We don’t often think about the importance of creativity in technical organisations. This forum, Blades USA 2022, has been about innovation, optimisation and insight. And with all of them, there is an element of creativity. A ‘creative formula’ looks something like: Creativity = difference + freedom + merit.
The ‘difference factor’
Around 20 years ago, Apple’s ‘Think different’ advertising campaign asked us to think differently about language. The grammatically correct version would have been ‘Think differently’. Apple’s advert made a statement. At the time, Apple’s products were considered ‘cool’, albeit technically inferior to those of competitors.
And it worked. Think different. Be different. Buy a Mac.
So how does one go about thinking differently? Some of it is inherent. We don’t know why we do, how we do or where it comes from. On completing my graduate studies and embarking on a naval career, Silicon Valley was just emerging. At the time, I considered the ‘valley’ just off the eastern continental shelf of the United States, in the Atlantic Ocean, where I would be spending the next few years in a submarine. Instead of plumbing the depths of the ocean, my perception became one of flying across this huge, submerged continental valley. As fate would have it, I now lead a division at MISTRA Group that combines ‘thinking different’ with acoustic emissions applications to develop technology like the wind turbine blade monitoring solution, Sensoria.
Within the ‘difference factor’ are two sub-variables.

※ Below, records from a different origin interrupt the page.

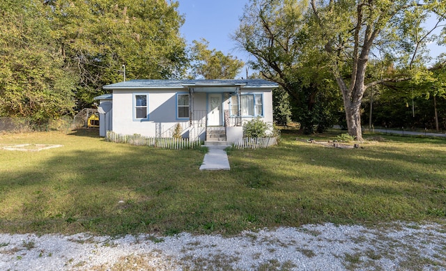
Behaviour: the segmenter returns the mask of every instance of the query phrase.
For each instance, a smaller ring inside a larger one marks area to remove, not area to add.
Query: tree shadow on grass
[[[233,150],[231,170],[201,171],[203,154],[195,150],[89,137],[75,142],[45,159],[13,155],[22,164],[0,176],[3,231],[234,234],[307,223],[433,219],[443,212],[429,210],[442,210],[446,202],[445,170],[426,173],[424,167],[432,159],[444,164],[443,148],[418,157],[413,150],[283,144]]]

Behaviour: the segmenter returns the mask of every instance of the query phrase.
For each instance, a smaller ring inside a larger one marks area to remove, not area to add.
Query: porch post
[[[194,88],[189,88],[189,126],[193,125],[194,118]]]
[[[238,86],[237,88],[237,116],[236,116],[236,120],[237,120],[237,125],[240,125],[242,124],[242,104],[240,104],[241,100],[240,98],[240,87]]]

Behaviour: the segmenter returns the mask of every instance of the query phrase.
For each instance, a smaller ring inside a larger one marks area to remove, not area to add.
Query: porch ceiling
[[[210,93],[221,93],[223,92],[235,93],[243,88],[246,84],[183,84],[185,88],[190,89],[193,92],[205,92]]]

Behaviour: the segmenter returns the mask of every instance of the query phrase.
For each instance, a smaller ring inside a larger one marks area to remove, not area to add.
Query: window
[[[137,120],[148,119],[147,94],[134,94],[134,118]]]
[[[240,102],[242,116],[263,115],[263,97],[261,94],[242,94]],[[238,111],[237,95],[233,95],[231,98],[231,115],[237,116]]]
[[[176,95],[176,117],[189,118],[189,94]]]

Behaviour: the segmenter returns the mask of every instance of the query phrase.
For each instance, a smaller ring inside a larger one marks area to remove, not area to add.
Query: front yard
[[[200,171],[199,150],[113,144],[84,131],[0,134],[0,229],[231,235],[309,223],[443,223],[446,141],[381,137],[339,149],[284,134],[277,147],[229,151],[230,171]],[[63,146],[3,148],[24,144]]]

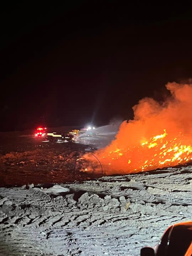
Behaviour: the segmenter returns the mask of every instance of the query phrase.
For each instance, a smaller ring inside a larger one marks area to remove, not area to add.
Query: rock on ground
[[[138,255],[191,220],[192,170],[0,188],[0,255]]]

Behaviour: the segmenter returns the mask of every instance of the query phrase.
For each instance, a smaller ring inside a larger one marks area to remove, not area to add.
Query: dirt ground
[[[76,162],[87,146],[25,137],[4,145],[3,150],[1,145],[0,186],[73,182],[90,176],[80,172]]]
[[[76,165],[85,145],[3,143],[1,256],[138,255],[191,220],[191,166],[96,177]]]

Management subtlety is about getting out of the way. The antithesis of being subtle is the application of outlandish pressure. On the other hand, pressure can really be a motivator. Remember in Apollo 13 when failure was not an option? But pressure can also stifle free thought. It just depends. Subtlety is a necessity on the part of management, if creativity is to be encouraged.
The other sub-variable, building on ideas, is like playing a game of catch – only every time the ball is caught, it is worked on before it is thrown back to the other person.
MISTRAS Group had a ball tossed to it several years ago: detecting flaws in wind turbine blades. The ball was tossed around, put aside, picked up, again, and thrown back and forth. The result is Sensoria. Our blade monitoring solution reduces inspection cost while enhancing asset protection.
To engage a team, or an organisation, to embrace the ‘difference factor’ we need the other two factors of the equation – freedom and merit.
The ‘freedom factor’
How we begin to establish within our organisations an environment of creative freedom is a balancing act. At the one end of the spectrum there is repression of ideation through intimidation, ridicule or the fostering of a hostile work environment. At the other end is a wide-open freewheeling culture, which is also inefficient and accomplishes little.
Directing the organisation towards the middle of the spectrum requires three cultural necessities:
A clear strategy
A great ‘Why?’
Team buy-in
Clear strategy
If we are going to be free, then the next question is: free to do what? This is addressed by clear strategy, from the top, which typically includes goals, reasoned approach and focus.
A great ‘Why?’
Why do we supply Sensoria? Well, as a reason to get up and go to work, protecting assets, preventing injury, and helping save lives is a pretty good one.
A multi-tonne wind turbine blade moving through the air, with people who happen to be in the area, has the potential to be life-threatening. Our ‘Why’ kicks in. Along with clear goals and focus to direct our freedom factor, MISTRAS Group has researched, designed and developed the Sensoria wind blade monitoring solution that can detect blade damage and provide an alert to action before that damage gets serious, requiring serious money to repair, or worse, before that one tiny flaw becomes a potentially catastrophic transverse crack.
Team buy-in
If we, as leaders, provide key strategic goals, a compelling ‘why’ and team buy-in to these, then we are creating a lot of freedom for our team, and our team will create those products and systems that will monitor assets and help to save lives.
The ‘merit factor’
We want lots of ideas, so we encourage thinking differently and feeling free to do so. But as we harvest ideas, sorting the wheat from the chaff is achieved through a meritocracy of ideation, because different does not always mean good.
The term ‘bad idea’ is just short-hand for various factors – the market’s not ready, the development cost was too high at a particular time. Saying no to an idea or describing it as a bad idea merely means we haven’t found the right idea yet. We need to keep looking, we need to keep the juices flowing.
How do we judge ideas? I lead that division that designs and develops products and when an idea or a concept, like Sensoria, gets serious, we place it into a stage gate development process. There the idea is considered by several points of view: the market, the likelihood of its success, what constitutes success, developmental cost, availability of resources, manufacturability and so on. Judging ideas – having a meritocracy of ideation – is actually quite sophisticated.
Let me just add that the place where an idea’s merit is most often judged is in cubicles and labs where engineers, scientists and technicians work, where those flashes of genius ultimately become part of a product or system that watches over a bridge, a boiler or a wind turbine blade. Working in and around these creative, technical spaces is always a privilege.
As Albert Einstein once said, creativity is intelligence having fun. I couldn't agree more. Let’s go and have some fun.